コロナショックが拍車をかける両極化をどう融合していくか

 コロナショックによるGDPの落ち込みは激しく、リーマンショックをはるかに上回る世界的な経済の落ち込みを余儀なくされています。それとともに浮かび上がってきたのが、「両極化」という時代の大きな構造変化です。ここでいう両極化とは、二極化を含むより広義の概念として、相反する力が同時に高まっていく現象を指しています(図表1)。

松江英夫(Hideo Matsue)
デロイト トーマツ グループ CSO(戦略担当執行役)
経営戦略・組織改革/M&A、経済政策が専門。フジテレビ「Live News α」コメンテーター、中央大学ビジネススクール客員教授、事業構想大学院大学客員教授、経済同友会幹事、国際戦略経営研究学会理事。主な著書に『両極化時代のデジタル経営——ポストコロナを生き抜くビジネスの未来図』(ダイヤモンド社、2020年)、『自己変革の経営戦略~成長を持続させる3つの連鎖』(ダイヤモンド社、2015年)など多数。デロイト トーマツ グループに集う多様なプロフェッショナルのインサイトやソリューションを創出・発信するデロイト トーマツ インスティテュート(DTI)の代表も務める。
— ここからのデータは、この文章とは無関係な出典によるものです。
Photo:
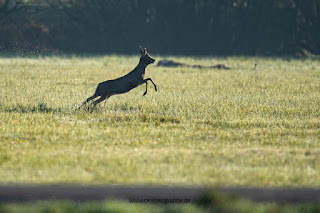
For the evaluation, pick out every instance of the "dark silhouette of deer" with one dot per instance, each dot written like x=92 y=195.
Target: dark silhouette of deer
x=125 y=83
 例えば、グローバル化が進展する一方で、近年はある種の保護主義や反グローバリズムが非常に大きな力を持ってきています。米中の対立などもその典型の一つといえるでしょう。今回の本題であるデジタル化についても、GAFAのような巨大なプラットフォーマーが登場する一方で、GAFA分割の是非や個人のプライバシー保護の重要性についても多く論じられています。

 また、企業のソーシャル化についても両極化の現象といえるでしょう。株主の資本効率を高めるという経済価値を最大化していくことと同時に、企業は社会課題を解決することによって社会価値を高めることが求められています。ESG投資やSDGsへの取り組みが注目されていることにもそれは表れています。特にこの経済価値と社会価値をいかに高次元で両立させるかという観点では、日本企業が外資系グローバル企業に比べてとりわけ立ち遅れている部分といえます。デロイト トーマツが実施したサーベイの結果1を見て分かるように、日本の経営では、いまだに企業としての利益追求と社会課題の解決を別物と捉えられており、この両立が経営モデルとして組み込まれていません。

 今回のコロナショックがこうした両極化の流れに拍車を掛けました。中途半端なものや無駄がそぎ落とされ、本当に必要とされるもの、つまり「本物」が残る時代を迎えつつあります。ポストコロナにおいては、両極化という時代の構造変化を念頭に置きながら、両極のどちらか一方を選択するのではなく、それぞれの必要性を認識しながら、どうつないでいくのかが問われます。それに合わせて、いかに経営のモデルを変えていくのか――。非常に難しい時代を迎えているといえます。